Ia mengungkapkan dalam tulisannya bahwa ada banyak kendala yang dihadapi perempuan pribumi khususnya di Jawa agar bisa lebih maju.
Sebagai anak dari keluarga bangsawan, maka ia mendapat gelar Raden Ajeng di depan namanya. Gelar kebangsawanan yang kemudian berganti menjadi R.A (Raden Ayu) ketika ia menikah. Kartini di lahirkan di Kota Jepara 21 April 1879.
Ayahnya, R.M. Sosroningrat, adalah putra dari Pangeran Ario Tjondronegoro IV, seorang bangsawan yang menjabat sebagai Bupati Jepara. Ada yang mengatakan bahwa garis keturunan ayahnya berasal dari kerajaan Majapahit. Ibunya, M.A. Ngasirah, adalah anak seorang kiai atau guru agama di Telukawur, Kota Jepara. Karena M.A. Ngasirah bukanlah keturunan bangsawan, sementara peraturan kolonial Belanda ketika itu mengharuskan seorang bupati harus menikah dengan bangsawan juga, maka RM Sosroningrat kemudian mempersunting Raden Adjeng Woerjan yang merupakan seorang bangsawan keturunan langsung dari Raja Madura ketika itu.
R.A Kartini merupakan anak kelima dari 11 saudara, dan merupakan anak perempuan tertua. Ayahnya kemudian menyekolahkan Kartini di ELS (Europese Lagere School) dan belajar bahasa Belanda. Sayangnya, di usia 12 tahun Kartini harus tinggal di rumah untuk dipingit.
Rasa kesepian dan kerinduannya terhadap teman-teman ia salurkan dengan berkirim surat kepada teman-temannya yang berada di Belanda. Dari situlah Kartini tertarik dengan pola pikir perempuan Eropa. R.A Kartini pun banyak membaca surat kabar atau majalah-majalah kebudayaan Eropa yang menjadi langganannya yang berbahasa belanda. Di usia 20, ia banyak membaca buku-buku karya Louis Coperus yang berjudul De Stille Kraacht, karya Van Eeden, Augusta de Witt serta berbagai roman-roman beraliran feminis yang kesemuanya berbahasa Belanda, selain itu ia juga membaca buku karya Multatuli yang berjudul Max Havelaar dan Surat-Surat Cinta.

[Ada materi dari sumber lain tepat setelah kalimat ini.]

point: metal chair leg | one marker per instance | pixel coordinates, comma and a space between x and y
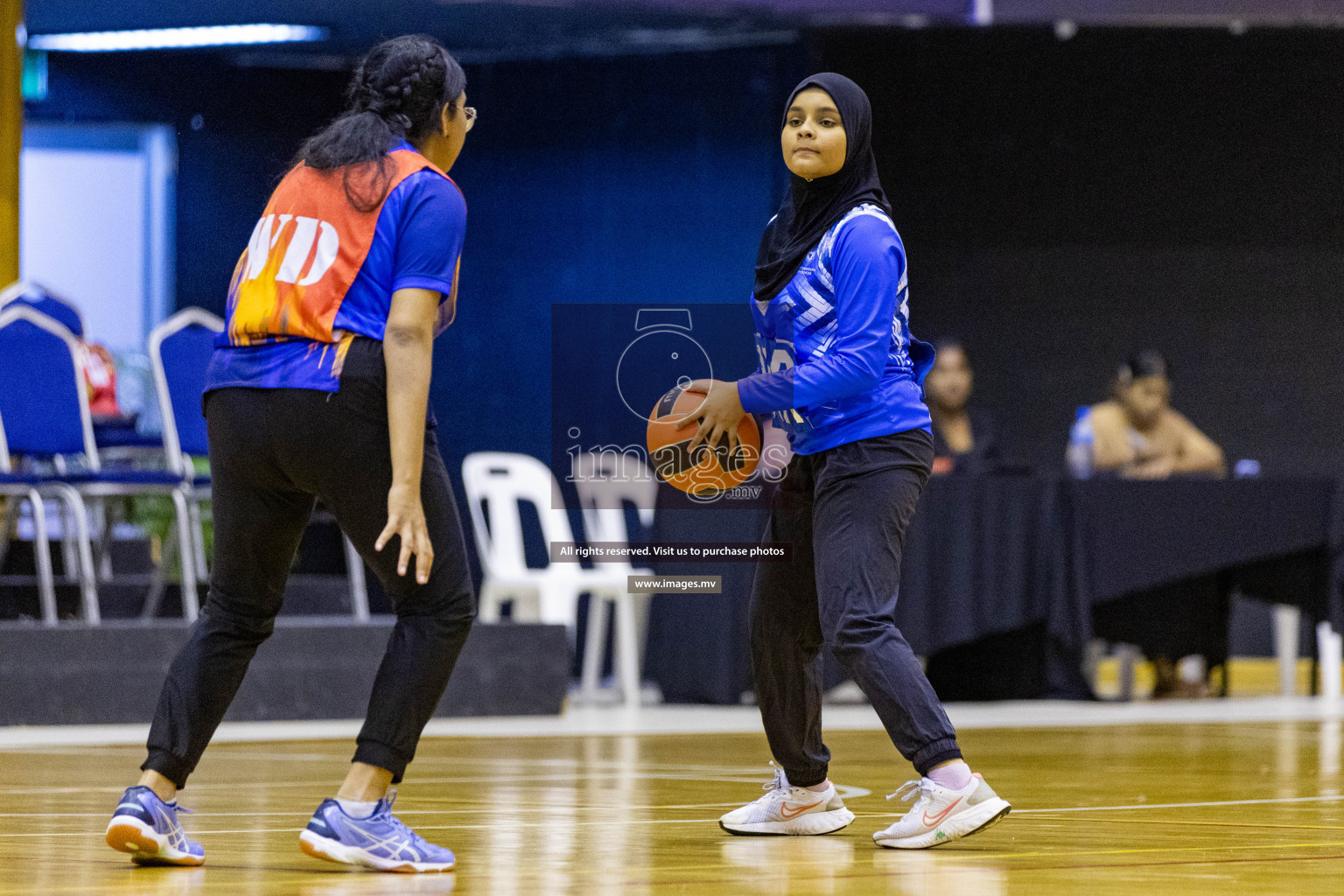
159, 578
358, 586
594, 645
42, 551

Surat-surat yang kartini tulis lebih banyak berupa keluhan-keluhan mengenai kondisi wanita pribumi dimana ia melihat contoh kebudayaan jawa yang ketika itu lebih banyak menghambat kemajuan dari perempuan pribumi ketika itu. Ia juga mengungkapkan dalam tulisannya bahwa ada banyak kendala yang dihadapi perempuan pribumi khususnya di Jawa agar bisa lebih maju.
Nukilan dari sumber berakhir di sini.